Offenporig luftig – so soll es sein: ein echtes französisches Baguette. Da nicht alle Menschen französische Mehle im Regal haben, handelt es sich bei diesem Rezept um eine einfache Variante, die mit auch hierzulande handelsüblichen Mehlen gelingt und dem französischen Original sehr nahe kommt.
Mehl und Wasser vermischen und abgedeckt 60 Minuten verquellen lassen.
Für den Hauptteig das Anstellgut sowie Hefe mit dem Autolysteteig 8 Minuten auf langsamer Stufe verkneten.
Salz hinzufügen und 3 Minuten auf schnellerer Stufe auskneten, bis der Fenstertest gelingt.
Wenn die Teigkonsistenz es hergibt, noch schluckweise die übrigen 70 g Wasser hinzufügen, während der Teig auf schnellerer Stufe geknetet wird. Die Teigtemperatur sollte nach Möglichkeit dabei rund 23°C betragen. Sollte der Teig zu warm werden, kann man ihn einige Minuten im Kühlschrank ruhen lassen, bis er 18-19°C erreicht hat, um dann mit dem Kneten fortzufahren.

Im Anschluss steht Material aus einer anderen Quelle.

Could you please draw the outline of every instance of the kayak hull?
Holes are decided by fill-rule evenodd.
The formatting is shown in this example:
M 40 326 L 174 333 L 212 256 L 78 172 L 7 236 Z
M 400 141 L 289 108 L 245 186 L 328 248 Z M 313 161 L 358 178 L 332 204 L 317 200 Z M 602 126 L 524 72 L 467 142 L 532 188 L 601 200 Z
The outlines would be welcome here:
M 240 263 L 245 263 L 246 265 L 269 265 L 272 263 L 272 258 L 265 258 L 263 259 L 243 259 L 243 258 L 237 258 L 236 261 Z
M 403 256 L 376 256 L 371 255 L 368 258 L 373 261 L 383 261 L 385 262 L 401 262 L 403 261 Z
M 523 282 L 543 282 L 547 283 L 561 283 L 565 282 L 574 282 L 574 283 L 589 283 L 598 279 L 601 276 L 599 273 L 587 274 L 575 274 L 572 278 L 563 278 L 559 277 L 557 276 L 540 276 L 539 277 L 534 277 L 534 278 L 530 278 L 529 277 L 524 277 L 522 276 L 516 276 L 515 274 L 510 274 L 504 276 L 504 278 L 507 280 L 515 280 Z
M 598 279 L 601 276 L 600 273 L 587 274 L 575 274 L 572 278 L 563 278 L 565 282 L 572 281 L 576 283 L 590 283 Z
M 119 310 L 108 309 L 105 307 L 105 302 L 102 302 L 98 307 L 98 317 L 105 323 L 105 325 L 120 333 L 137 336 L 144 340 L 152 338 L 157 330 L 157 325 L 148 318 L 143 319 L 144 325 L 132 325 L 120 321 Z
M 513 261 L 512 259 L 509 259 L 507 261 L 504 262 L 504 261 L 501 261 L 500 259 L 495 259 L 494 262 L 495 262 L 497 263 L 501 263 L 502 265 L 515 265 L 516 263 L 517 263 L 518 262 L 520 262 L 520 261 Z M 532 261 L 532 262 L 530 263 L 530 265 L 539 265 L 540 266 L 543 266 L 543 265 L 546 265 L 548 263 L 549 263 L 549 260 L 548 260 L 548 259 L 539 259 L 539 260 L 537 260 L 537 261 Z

Danach den Teig in eine geölte Teigwanne oder Schüssel geben und abgedeckt für 1,5-2 Stunden bei Raumtemperatur ruhen lassen.

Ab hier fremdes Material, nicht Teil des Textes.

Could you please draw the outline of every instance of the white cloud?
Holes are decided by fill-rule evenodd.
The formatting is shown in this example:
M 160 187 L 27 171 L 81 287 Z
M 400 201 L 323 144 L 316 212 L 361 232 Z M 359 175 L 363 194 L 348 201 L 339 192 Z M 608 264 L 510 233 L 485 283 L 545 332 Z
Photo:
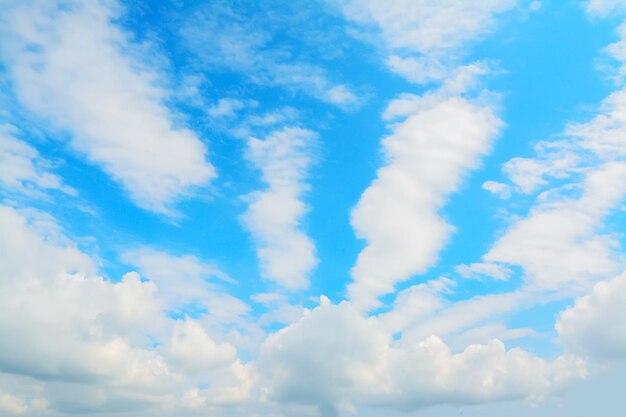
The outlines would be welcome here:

Nach der Stockgare den Teig auf eine bemehlte Arbeitsfläche gleiten lassen und 4 Teile von jeweils etwa 300 g abstechen. Jedes Teil vorsichtig zu einem Zylinder formen und auf einem bemehlten Bäckerleinen oder Küchentuch absetzen. Abgedeckt 20 Minuten bei Raumtemperatur entspannen lassen.
Währenddessen den Ofen auf 270°C Ober-/Unterhitze vorheizen.
Im Anschluss aus jedem Zylinder ein Baguette formen und auf ein Baguetteblech oder ein Stück Backpapier absetzen. Die Baguettes drei- bis viermal schräg einschneiden und unter kräftigem Schwaden einschießen. Die Temperatur sofort auf 230°C reduzieren und 20 Minuten kross backen.